On the opposite, other results are not so well interpretable. Richette et al. (29) performed a single injection of HA or placebo. VAS and WOMAC were evaluated after 3 months and compared to baseline. The results showed that there was no significant difference in terms of efficacy after one injection of HA compared with placebo in patients with hip osteoarthritis. Furthermore, an ideal hyaluronic acid derivative, by molecular weight, density and duration of action, has not yet been identified.

Some Authors compared the efficacy of lower and higher molecular weight viscosupplementation in the treatment of hip OA.

Tikiz et al. (30) performed three hip injections (one injection per week), and evaluated VAS scale, WOMAC and Lequesne index after 1, 3 and 6 months. Both types of visco-supplementation produced a significant clinical improvement during the 6-month follow-up period, with no significant difference between higher and lower molecular weight hyaluronic acid. Atchia et al. (31) reported no significant improvement in pain and function after a single high molecular weight HA injection in low grade hip OA when compared to standard care with no injections or to saline or non animal stabilized HA. This suggests that high molecular weight hyaluronic acids may not have a role to play in low grade hip osteoarthritis.

The results of this study suggest that the use of a preparation with high molecular weight hyaluronic acid allows to obtain satisfactory improvements in pain and joint function with a single infiltration (32).

No patients had adverse effects, underwent to other surgical procedures and/or needs adjunctive IA injection of HA, thus demonstrating the validity and durability of the treatment over follow-up time.

However, several other therapeutic schemes are described which suggest the use of low or medium molecular weight hyaluronic acid, with a higher frequency of infiltrative sessions. The results, in relation to different situations, are contrasting and not entirely appreciable (33).

As reported by the literature, in patients assessed with grade 1 Kellgren-Lawrence OA, the overall improvement twelve months after the infiltration is lower than that measured for grades 2 and 3 (34,35).

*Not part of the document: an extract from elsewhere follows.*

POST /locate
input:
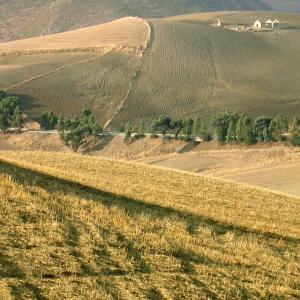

This study has several limitations which includes the low number of participants, the absence of a control group, the absence of a blinded methodology, the low duration of follow-up. However, this report proved the efficacy of ultrasound guided high weight IA HA injection for hip osteoarthritic treatment.

Conclusions

Authors can affirm that a single ultrasound-guided viscosupplementation with high weight IA HA injection could be a possibility in the symptomatic treatment of hip osteoarthritis. Subjects with a moderate grade of osteoarthritis seem to represent the group that could report the maximum benefits from the procedure.